Dois repórteres e um fato. É o bastante. A objetividade foi para a cucuia. Equívocos sobre jornalismo prosperam como capim-gordura.
O debate que se abre agora traz à memória uma confusão incluída na soterrada intenção da Federação Nacional dos Jornalistas (Fenaj), de criação de um Conselho Federal de Jornalismo. Atacada em geral pelos méritos, tinha vícios como o do artigo 1º, que tentava definir o que lhe parecia ser a atividade profissional: “De natureza social e finalidade pública”. Ou seja, a propagação do sacerdócio amador na iniciativa privada. Um tiro no profissionalismo a favor do princípio de que a imprensa é isenta, objetiva e imparcial tão ao gosto dos barões do setor.
Em palestra na Univerdade Federal do Rio de Janeiro, em 2009, o cientista político Wanderley Guilherme dos Santos identificou um dos dilemas que perturbam o jornalismo no País e oscila entre o dever profissional de difundir notícias e análises e o papel político que exerce, “na medida em que forma opinião, agenda demandas e, eventualmente, beneficia ou cria obstáculos para governos”.

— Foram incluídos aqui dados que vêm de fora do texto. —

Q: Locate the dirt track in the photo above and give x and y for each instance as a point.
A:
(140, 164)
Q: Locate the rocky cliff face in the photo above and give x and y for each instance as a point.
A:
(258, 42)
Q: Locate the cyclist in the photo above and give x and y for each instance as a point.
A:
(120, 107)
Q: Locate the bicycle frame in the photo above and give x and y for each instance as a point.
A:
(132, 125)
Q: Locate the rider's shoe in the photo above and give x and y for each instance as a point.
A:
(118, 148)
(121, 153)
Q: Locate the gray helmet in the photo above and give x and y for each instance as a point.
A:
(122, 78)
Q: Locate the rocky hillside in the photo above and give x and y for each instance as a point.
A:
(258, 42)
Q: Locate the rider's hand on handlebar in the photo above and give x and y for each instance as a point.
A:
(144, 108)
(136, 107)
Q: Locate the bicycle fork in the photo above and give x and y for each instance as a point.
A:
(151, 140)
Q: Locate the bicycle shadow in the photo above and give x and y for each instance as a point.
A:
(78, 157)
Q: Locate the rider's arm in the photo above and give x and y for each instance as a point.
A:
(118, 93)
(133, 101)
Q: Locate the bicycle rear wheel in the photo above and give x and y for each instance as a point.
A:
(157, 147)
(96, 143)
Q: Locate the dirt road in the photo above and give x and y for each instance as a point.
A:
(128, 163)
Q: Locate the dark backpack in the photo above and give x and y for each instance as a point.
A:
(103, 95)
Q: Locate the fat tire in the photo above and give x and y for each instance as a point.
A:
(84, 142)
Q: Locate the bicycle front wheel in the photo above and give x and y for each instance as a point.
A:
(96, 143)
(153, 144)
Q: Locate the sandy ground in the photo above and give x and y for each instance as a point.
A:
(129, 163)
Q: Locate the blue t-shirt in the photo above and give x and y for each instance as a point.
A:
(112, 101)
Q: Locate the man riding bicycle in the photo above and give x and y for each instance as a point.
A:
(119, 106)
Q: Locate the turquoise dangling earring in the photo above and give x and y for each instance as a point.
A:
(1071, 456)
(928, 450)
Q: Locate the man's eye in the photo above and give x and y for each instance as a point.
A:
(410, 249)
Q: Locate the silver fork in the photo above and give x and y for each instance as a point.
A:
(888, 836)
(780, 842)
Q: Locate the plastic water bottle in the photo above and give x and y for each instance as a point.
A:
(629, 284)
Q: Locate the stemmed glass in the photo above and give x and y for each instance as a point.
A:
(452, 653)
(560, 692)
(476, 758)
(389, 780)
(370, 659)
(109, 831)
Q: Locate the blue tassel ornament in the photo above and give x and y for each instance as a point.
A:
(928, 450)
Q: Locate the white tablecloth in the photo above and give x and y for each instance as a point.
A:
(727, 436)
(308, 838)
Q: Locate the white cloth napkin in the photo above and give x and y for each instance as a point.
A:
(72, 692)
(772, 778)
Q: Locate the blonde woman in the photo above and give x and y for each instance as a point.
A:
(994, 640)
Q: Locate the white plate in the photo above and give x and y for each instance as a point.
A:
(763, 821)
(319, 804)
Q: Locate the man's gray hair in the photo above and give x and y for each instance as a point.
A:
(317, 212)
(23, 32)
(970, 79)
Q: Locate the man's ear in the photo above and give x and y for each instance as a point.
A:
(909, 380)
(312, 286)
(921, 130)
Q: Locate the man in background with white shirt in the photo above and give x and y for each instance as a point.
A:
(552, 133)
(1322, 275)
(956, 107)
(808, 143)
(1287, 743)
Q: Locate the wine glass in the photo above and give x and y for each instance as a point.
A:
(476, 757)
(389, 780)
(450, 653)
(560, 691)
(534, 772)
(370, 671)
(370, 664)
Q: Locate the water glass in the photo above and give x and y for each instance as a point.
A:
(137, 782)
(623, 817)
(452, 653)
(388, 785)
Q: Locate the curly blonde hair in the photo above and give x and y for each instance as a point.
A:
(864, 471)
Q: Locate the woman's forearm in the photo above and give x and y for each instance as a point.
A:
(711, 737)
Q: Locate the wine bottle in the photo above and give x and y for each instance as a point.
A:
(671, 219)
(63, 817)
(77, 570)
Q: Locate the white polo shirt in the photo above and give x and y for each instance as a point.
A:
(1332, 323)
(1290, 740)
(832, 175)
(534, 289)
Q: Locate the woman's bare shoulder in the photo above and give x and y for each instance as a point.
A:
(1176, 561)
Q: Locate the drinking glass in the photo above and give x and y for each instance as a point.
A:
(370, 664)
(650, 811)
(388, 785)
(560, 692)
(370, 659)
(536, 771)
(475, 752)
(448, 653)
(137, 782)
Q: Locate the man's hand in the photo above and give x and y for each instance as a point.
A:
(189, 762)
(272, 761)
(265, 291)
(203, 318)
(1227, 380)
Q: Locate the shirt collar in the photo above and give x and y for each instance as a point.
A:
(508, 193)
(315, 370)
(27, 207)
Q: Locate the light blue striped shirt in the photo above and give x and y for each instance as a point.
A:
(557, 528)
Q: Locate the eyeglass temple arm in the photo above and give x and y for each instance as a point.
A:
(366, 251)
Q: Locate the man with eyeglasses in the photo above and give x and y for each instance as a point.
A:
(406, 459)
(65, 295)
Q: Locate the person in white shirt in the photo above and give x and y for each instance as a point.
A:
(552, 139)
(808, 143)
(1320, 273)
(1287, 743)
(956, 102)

“A imprensa brasileira não tolera a ideia de governos independentes, autônomos em relação às suas campanhas. Isso implica um caminho de duas mãos. Significa que ela terá de sobreviver sem os governos. Então, é preciso que os governos precisem dela”, diz.
O núcleo da proposta do PT trata do que chama de “novo ambiente” do setor com o surgimento de novas mídias, a reestruturação das telecomunicações e da radiodifusão, além do choque “econômico e político” entre as telefônicas e as televisões.
Assim é possível entender melhor o porquê da propagação de que há no País ameaça à liberdade de imprensa em razão do debate do marco regulatório que o Congresso, cedo ou tarde, vai discutir.